The naira maintained stability in the mid-₦1,400 range on official foreign exchange platforms on Wednesday, while the parallel market continued to quote significantly higher rates, hovering between ₦1,485 and ₦1,505 per dollar.
At the official Daily Nigerian Foreign Exchange Market (NFEM) — the Central Bank of Nigeria’s benchmark window — trading closed around ₦1,460 to ₦1,475 per dollar, reflecting limited fluctuations during the day.
Widening parallel market gap
Currency traders in Lagos and other major cities continued to sell the US dollar at a premium, with most quoting around ₦1,505.
This marks a spread of about ₦20–₦45 between the official and black market midpoints, underlining persistent dollar shortages and the country’s ongoing dual exchange rate system.
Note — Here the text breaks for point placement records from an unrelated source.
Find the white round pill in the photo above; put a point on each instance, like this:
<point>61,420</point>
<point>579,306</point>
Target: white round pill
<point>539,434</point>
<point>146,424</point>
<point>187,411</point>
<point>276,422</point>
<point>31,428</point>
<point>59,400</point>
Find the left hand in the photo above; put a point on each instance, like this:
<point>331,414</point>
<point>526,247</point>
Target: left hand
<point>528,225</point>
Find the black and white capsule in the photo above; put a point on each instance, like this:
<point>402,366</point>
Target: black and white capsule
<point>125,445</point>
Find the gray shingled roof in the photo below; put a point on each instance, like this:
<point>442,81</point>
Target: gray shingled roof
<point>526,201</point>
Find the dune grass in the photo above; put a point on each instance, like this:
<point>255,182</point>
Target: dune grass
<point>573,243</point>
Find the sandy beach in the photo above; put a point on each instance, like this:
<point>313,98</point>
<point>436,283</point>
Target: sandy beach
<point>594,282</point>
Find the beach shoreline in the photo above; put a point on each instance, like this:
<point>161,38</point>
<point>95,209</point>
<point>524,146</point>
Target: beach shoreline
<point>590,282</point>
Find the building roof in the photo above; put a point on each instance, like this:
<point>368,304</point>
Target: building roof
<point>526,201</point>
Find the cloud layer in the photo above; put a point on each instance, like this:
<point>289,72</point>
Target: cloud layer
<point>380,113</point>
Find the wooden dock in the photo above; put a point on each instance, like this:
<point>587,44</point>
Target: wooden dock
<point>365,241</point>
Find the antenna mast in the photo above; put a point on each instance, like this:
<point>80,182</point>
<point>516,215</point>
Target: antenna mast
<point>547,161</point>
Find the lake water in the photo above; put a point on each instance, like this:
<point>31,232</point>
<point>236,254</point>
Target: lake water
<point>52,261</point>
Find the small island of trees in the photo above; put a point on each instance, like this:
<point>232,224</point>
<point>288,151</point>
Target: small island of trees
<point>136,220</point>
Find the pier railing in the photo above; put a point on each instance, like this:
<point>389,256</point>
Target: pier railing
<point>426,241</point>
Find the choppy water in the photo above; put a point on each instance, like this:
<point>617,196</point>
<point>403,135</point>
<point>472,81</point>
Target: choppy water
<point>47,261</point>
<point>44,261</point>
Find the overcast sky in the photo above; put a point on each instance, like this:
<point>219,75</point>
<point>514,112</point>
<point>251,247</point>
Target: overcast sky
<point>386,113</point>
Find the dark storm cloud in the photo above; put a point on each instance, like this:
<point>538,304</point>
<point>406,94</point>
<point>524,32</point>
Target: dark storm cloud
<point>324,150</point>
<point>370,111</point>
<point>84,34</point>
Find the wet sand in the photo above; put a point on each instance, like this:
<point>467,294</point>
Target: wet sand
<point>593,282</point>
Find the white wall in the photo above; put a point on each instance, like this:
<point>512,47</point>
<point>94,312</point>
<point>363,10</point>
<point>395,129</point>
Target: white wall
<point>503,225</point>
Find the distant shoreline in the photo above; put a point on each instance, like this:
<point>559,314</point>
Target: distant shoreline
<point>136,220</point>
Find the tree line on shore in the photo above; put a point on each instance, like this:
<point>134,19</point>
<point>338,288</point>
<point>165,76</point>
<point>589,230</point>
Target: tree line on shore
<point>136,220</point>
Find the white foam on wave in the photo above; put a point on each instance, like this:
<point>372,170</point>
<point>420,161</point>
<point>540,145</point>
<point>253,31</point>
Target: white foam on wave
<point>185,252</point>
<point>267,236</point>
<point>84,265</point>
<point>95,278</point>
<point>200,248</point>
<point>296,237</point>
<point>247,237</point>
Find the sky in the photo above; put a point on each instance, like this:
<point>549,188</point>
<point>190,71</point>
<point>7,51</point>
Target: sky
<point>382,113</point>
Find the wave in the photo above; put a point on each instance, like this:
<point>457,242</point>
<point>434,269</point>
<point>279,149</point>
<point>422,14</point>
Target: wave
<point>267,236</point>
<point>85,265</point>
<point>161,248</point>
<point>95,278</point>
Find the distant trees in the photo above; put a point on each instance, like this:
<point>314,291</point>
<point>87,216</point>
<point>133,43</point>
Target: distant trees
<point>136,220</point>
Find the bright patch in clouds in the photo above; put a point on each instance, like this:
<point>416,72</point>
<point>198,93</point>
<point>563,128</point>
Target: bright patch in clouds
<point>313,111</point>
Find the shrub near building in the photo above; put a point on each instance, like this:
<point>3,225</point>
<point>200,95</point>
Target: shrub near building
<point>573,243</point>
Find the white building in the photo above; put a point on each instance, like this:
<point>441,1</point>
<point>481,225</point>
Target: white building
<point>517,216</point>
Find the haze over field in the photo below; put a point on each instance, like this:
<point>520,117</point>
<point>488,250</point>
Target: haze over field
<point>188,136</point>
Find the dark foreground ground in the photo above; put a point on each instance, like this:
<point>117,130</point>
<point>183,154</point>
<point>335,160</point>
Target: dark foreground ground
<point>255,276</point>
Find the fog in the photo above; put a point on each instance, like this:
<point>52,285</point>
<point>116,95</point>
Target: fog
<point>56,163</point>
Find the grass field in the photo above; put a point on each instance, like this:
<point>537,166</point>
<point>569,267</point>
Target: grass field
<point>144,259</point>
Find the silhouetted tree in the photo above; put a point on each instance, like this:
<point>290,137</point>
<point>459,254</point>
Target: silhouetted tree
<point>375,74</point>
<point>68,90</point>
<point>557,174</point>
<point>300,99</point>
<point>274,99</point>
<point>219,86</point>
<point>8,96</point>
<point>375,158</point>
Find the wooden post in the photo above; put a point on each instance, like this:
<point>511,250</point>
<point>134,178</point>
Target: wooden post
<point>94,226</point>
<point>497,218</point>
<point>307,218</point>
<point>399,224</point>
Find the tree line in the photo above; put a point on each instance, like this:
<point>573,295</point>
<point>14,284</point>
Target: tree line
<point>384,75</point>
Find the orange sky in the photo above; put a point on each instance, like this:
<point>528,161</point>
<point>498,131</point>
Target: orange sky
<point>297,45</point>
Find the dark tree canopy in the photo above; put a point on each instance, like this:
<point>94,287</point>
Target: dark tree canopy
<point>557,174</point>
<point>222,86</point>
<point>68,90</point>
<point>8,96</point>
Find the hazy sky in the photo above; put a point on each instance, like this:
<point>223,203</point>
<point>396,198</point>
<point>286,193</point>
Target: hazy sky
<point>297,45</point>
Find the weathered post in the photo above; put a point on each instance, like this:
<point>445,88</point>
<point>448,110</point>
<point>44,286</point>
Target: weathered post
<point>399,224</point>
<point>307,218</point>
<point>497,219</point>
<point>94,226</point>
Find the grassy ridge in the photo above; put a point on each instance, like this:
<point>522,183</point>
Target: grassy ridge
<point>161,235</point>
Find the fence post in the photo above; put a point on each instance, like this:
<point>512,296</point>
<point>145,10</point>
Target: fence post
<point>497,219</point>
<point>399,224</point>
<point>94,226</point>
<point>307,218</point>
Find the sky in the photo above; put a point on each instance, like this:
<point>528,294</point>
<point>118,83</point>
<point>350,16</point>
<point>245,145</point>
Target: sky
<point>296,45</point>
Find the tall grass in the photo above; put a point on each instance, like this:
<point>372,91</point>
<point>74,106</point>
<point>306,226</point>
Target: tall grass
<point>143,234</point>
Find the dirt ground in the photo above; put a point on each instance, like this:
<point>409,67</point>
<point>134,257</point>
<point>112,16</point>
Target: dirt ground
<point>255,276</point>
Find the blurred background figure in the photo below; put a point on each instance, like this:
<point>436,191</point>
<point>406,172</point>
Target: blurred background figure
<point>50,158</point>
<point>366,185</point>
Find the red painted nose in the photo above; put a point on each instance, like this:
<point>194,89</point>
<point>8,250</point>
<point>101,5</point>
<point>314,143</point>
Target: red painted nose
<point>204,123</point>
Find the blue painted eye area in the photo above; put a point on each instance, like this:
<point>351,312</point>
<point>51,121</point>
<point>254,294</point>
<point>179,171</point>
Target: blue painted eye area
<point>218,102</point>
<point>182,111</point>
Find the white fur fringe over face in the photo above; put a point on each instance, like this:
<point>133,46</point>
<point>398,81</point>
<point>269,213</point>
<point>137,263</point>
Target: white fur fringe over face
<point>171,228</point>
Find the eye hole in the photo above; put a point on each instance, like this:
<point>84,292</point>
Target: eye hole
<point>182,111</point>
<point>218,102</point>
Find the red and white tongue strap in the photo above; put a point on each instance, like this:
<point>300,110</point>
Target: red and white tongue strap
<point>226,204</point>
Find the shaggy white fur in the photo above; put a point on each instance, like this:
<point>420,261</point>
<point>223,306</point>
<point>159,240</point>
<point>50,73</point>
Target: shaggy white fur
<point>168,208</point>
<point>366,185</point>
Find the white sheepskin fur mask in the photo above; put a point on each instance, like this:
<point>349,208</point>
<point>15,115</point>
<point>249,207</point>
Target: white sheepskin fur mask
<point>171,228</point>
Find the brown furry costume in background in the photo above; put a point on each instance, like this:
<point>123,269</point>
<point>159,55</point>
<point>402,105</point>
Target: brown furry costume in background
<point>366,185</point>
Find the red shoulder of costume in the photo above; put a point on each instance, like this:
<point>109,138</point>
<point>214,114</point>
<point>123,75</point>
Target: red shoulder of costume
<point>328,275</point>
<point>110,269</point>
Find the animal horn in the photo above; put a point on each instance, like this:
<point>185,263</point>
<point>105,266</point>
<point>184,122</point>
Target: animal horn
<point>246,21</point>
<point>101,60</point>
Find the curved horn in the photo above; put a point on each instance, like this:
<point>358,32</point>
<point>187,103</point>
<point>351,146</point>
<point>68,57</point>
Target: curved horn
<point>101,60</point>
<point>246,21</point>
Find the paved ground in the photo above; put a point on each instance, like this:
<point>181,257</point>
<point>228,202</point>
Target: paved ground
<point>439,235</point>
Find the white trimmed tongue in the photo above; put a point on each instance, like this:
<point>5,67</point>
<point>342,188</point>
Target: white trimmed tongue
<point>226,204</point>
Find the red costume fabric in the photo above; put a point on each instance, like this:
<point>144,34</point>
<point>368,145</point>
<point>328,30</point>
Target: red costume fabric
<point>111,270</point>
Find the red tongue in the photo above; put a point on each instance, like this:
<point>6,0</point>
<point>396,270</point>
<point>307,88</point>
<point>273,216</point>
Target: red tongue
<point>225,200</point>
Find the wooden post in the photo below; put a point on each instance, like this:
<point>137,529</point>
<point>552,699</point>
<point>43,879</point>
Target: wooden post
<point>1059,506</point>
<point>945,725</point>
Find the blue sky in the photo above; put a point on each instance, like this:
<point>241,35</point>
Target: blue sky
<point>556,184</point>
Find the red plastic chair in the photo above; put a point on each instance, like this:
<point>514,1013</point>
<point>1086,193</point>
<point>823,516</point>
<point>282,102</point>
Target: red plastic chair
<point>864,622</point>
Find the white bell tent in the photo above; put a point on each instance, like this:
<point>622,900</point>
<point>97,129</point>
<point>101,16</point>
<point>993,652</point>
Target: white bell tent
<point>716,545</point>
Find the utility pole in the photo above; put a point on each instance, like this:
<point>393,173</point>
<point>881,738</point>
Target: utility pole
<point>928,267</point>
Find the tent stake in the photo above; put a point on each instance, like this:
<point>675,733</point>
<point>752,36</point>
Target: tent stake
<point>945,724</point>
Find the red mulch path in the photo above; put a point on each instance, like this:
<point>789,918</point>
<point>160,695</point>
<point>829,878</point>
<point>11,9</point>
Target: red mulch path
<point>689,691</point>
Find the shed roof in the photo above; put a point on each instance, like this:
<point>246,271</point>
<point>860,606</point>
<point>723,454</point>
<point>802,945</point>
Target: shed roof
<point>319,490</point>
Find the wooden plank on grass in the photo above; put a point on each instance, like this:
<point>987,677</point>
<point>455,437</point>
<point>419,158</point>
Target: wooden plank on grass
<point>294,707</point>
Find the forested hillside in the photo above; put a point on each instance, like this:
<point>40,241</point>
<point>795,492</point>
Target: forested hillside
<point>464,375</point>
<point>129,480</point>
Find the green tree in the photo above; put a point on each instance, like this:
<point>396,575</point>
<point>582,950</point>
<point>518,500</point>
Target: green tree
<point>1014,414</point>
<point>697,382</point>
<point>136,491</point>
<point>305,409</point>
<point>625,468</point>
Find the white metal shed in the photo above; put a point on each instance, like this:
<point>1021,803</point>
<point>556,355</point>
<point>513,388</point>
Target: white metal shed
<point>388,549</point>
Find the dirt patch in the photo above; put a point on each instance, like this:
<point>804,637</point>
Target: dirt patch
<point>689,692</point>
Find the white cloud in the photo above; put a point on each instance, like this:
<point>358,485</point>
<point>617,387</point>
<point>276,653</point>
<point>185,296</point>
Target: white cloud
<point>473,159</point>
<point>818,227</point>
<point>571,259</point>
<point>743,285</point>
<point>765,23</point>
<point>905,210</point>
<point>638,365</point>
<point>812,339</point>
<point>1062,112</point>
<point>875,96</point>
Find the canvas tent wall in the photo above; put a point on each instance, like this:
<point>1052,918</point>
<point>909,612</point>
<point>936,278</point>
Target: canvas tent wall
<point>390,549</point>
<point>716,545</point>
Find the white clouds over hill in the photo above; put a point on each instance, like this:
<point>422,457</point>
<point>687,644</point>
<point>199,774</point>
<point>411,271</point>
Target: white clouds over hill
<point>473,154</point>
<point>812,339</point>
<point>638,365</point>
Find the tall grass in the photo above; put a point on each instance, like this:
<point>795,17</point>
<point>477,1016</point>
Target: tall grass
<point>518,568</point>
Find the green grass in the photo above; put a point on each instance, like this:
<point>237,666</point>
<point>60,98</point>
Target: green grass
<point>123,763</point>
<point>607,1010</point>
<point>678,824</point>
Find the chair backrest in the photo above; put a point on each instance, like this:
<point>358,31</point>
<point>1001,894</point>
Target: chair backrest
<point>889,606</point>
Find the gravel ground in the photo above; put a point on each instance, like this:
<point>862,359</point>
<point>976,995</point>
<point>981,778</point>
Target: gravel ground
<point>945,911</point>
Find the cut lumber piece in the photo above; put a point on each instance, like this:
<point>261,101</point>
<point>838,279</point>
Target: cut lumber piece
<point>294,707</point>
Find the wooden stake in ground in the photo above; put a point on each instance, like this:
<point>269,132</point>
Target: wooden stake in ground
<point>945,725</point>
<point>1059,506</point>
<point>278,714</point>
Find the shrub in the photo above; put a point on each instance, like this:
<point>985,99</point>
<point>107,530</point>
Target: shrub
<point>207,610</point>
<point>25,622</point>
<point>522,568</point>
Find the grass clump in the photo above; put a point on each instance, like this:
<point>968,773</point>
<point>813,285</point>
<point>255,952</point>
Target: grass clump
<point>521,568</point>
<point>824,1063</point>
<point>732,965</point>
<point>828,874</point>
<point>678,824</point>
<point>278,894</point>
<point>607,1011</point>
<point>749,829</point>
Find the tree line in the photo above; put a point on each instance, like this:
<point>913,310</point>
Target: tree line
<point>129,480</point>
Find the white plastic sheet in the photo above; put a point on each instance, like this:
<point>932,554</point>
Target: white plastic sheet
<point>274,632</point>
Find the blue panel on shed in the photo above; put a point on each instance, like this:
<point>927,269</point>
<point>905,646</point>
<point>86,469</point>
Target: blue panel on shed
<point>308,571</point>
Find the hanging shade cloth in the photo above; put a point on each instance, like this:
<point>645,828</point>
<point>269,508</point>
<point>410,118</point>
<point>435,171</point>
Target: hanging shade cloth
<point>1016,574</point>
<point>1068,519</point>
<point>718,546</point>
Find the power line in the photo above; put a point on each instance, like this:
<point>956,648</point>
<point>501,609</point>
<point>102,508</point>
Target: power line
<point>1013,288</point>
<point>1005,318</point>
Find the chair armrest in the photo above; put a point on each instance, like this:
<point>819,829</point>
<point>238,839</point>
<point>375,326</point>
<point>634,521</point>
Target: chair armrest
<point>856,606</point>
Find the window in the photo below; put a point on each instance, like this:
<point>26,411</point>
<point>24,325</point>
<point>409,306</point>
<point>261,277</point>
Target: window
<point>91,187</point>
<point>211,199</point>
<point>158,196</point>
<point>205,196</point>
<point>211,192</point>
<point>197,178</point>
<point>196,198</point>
Reasons for the persistent spread
Market analysts say the disparity remains largely driven by high demand from importers and businesses struggling to access dollars through official channels. Many still turn to parallel dealers when bank supply slows down.
Although inflation has slightly eased, shifts in liquidity and policy directions continue to impact short-term exchange rates and market confidence.
Impact on individuals and businesses
The sustained gap means importers and traders paying for goods in dollars face higher costs when relying on the black market.
Conversely, those receiving foreign remittances may experience varying exchange values depending on whether they use official bank transfers or cash-based transactions at retail exchange points.